Plaintiff - Appellee, 1:23-cr-00145-DAD-BAM-1
v.
MEMORANDUM*
JOSE ANTONI VIEYRA,
Defendant - Appellant.
Appeal from the United States District Court
for the Eastern District of California
Dale A. Drozd, District Judge, Presiding
Submitted January 7, 2026**
San Francisco, California
Before: GOULD, NGUYEN, and BENNETT, Circuit Judges.
Jose Antoni Vieyra appeals his 56-month sentence for dealing firearms
without a license in violation of 18 U.S.C. § 922(a)(l)(A). Vieyra raises arguments
challenging the enforceability of the appellate waiver in his plea agreement. He also
contends that, even if the waiver is valid, it does not apply to his constitutional claims
*
This disposition is not appropriate for publication and is not precedent
except as provided by Ninth Circuit Rule 36-3.
**
The panel unanimously concludes this case is suitable for decision
without oral argument. See Fed. R. App. P. 34(a)(2).
that the district court violated his right to due process by interrupting his allocution
and making remarks that reflected judicial bias. Vieyra further argues that the
district court erred by not addressing particular mitigation arguments raised at
sentencing.
We have jurisdiction under 28 U.S.C. § 1291, and we affirm. The appellate
waiver is valid, and even assuming without deciding that Vieyra’s constitutional
claims fall outside the waiver, they fail on the merits. Finally, Vieyra’s
nonconstitutional challenge regarding his mitigation arguments is barred by the
waiver.
1. Vieyra is not licensed to sell firearms. But in September and October
2022, he sold multiple firearms to a confidential informant working for the Bureau
of Alcohol, Tobacco, Firearms and Explosives.
An indictment followed, charging Vieyra with dealing firearms without a
license in violation of 18 U.S.C. § 922(a)(l)(A). In March 2024, Vieyra and the
government entered into a written plea agreement. Vieyra agreed to plead guilty to
violating § 922(a)(l)(A), pay a fine, and forfeit all firearms and ammunition seized
in the case. The agreement also contained the following waiver:
The defendant understands that the law gives the defendant a
right to appeal his guilty plea, conviction, and sentence. The defendant
agrees as part of his plea/pleas, however, to give up the right to appeal
the guilty plea, conviction, and the sentence imposed in this case. The
defendant understands that this waiver includes, but is not limited to,
any and all constitutional and/or legal challenges to the defendant’s
2 24-7188
conviction and guilty plea, including arguments that the statutes to
which defendant is pleading guilty are unconstitutional, and any and all
claims that the statement of facts attached to this agreement is
insufficient to support the defendant’s plea of guilty. The defendant
specifically gives up the right to appeal any order of restitution the
Court may impose.
Notwithstanding the defendant’s waiver of appeal, the defendant
will retain the right to appeal if one of the following circumstances
occurs: (l) the sentence imposed by the District Court exceeds the
statutory maximum; and/or (2) the government appeals the sentence in
the case. The defendant understands that these circumstances occur
infrequently and that in almost all cases this Agreement constitutes a
complete waiver of all appellate rights.
The district court accepted Vieyra’s plea at a hearing on May 15, 2024 and
later sentenced Vieyra to 56 months’ imprisonment. This appeal followed.
2. We review de novo whether a defendant has waived his right to appeal.
See United States v. Bibler, 495 F.3d 621, 623 (9th Cir. 2007). An appellate waiver
is enforceable if the defendant “knowingly and voluntarily waives [their] rights and
the language of the waiver covers the grounds raised on appeal.” Id. at 623–24.

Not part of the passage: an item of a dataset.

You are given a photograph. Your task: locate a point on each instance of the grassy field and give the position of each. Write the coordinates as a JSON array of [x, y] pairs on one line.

“[W]e ‘have consistently read general waivers of the right to appeal to cover all
appeals.’” United States v. Goodall, 21 F.4th 555, 562 (9th Cir. 2021) (quoting
United States v. Rahman, 642 F.3d 1257, 1259 (9th Cir. 2011)). But a waiver will
not apply if “1) a defendant’s guilty plea failed to comply with [Federal Rule of
Criminal Procedure] 11; 2) the sentencing judge informs a defendant that she retains
the right to appeal; 3) the sentence does not comport with the terms of the plea
agreement; or 4) the sentence violates the law.” Bibler, 495 F.3d at 624.
3 24-7188
Vieyra’s plea agreement contained a waiver in which Vieyra agreed “to give
up the right to appeal the guilty plea, conviction, and the sentence imposed in this
case.” The plain text of this waiver encompasses appeals challenging Vieyra’s
sentence.
Vieyra contends that the language in his plea agreement is ambiguous. “Plea
agreements are interpreted using contract principles with any ambiguity construed
in the defendant’s favor.” United States v. Watson, 582 F.3d 974, 986 (9th Cir.
2009). Because one provision of the waiver only explicitly references Vieyra’s
inability to challenge his “conviction and guilty plea”—but not his sentence—Vieyra
urges that it is at least unclear whether he retains the right to contest his sentence.

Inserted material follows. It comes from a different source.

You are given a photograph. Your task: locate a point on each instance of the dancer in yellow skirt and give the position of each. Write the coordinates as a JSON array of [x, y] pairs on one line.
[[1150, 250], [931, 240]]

We disagree. The provision of the agreement that Vieyra points to provides
that his waiver “includes, but is not limited to, any and all constitutional and/or legal
challenges to the defendant’s conviction and guilty plea.” While this clause lists
certain types of challenges to Vieyra’s conviction and guilty plea as examples of
what he cannot appeal, it also states that the waiver is “not limited to” such
challenges. Leaving no doubt, the following paragraph of the plea agreement
explains that unless the sentence imposed “exceeds the statutory maximum” or “the
government appeals the sentence,” Vieyra’s plea results in “a complete waiver of all
appellate rights.”
3. Vieyra also contends that the appellate waiver is unenforceable because
4 24-7188
his plea colloquy failed to comply with Rule 11. See United States v. Portillo-Cano,
192 F.3d 1246, 1250, 1252 (9th Cir. 1999) (concluding that the defendant’s right to
appeal was not waived when his plea did not conform to the requirements of
Rule 11). Vieyra argues that the district court erred by not determining whether he
was suffering from any alcohol withdrawal symptoms before accepting his plea.

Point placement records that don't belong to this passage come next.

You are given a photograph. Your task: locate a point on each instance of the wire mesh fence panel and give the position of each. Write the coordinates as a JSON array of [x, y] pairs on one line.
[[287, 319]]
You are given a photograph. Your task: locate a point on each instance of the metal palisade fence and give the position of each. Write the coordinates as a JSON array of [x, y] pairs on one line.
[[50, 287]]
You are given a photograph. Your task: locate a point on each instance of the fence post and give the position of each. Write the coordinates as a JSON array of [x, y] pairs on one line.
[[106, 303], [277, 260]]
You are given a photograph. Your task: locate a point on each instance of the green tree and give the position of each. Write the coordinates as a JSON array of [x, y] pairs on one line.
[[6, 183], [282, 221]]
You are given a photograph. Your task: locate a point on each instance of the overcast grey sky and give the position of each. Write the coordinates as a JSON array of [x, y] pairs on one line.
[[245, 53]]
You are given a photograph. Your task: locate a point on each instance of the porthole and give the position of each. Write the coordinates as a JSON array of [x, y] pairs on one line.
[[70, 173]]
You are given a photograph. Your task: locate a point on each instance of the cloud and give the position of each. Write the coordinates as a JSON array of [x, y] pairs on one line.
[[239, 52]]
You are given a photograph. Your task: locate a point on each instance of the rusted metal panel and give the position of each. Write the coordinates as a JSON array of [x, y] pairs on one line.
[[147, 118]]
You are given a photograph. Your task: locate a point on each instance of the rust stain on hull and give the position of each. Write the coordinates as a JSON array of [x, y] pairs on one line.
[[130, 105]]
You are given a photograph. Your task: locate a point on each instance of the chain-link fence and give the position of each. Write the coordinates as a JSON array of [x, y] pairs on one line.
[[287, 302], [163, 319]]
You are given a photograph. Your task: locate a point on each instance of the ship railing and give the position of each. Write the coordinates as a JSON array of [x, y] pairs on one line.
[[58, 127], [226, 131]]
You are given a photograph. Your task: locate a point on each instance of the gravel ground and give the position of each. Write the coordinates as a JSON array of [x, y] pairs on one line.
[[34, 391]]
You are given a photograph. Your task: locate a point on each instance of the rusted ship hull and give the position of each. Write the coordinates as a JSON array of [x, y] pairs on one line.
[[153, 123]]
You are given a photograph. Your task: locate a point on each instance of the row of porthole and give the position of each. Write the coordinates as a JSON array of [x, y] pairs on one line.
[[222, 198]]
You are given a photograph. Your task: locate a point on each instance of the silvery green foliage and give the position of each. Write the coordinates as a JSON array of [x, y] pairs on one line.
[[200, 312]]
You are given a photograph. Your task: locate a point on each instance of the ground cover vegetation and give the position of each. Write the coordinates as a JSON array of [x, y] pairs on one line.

Because Vieyra “did not object to the adequacy of the plea colloquy before the
district court, we review for plain error.” Watson, 582 F.3d at 987.
The district court did not ask Vieyra whether he was experiencing symptoms
of alcohol withdrawal. But at the hearing, the district court verified that Vieyra had
not “taken any medication, drugs, or anything in the last 48 hours that affect[ed] [his]
ability” to understand the proceedings. Vieyra also confirmed that he understood
the elements of the crime to which he was pleading, he had read and signed his plea
agreement, and he understood that the agreement contained a waiver of the right to
appeal “[his] sentence or challenge [his] sentence or conviction[].” And nothing in
the hearing transcript suggests that Vieyra was suffering from any symptoms of
withdrawal at the time of the colloquy. Nor is there any basis to infer that his
statements or behavior caused counsel or the district court to be concerned about
Vieyra’s mental state and ability to enter a plea. As the government also points out,
because Vieyra had been in pretrial custody for more than a year—and reportedly
last consumed alcohol in October 2023—it is unlikely that he was experiencing
5 24-7188
withdrawal symptoms during the Rule 11 colloquy.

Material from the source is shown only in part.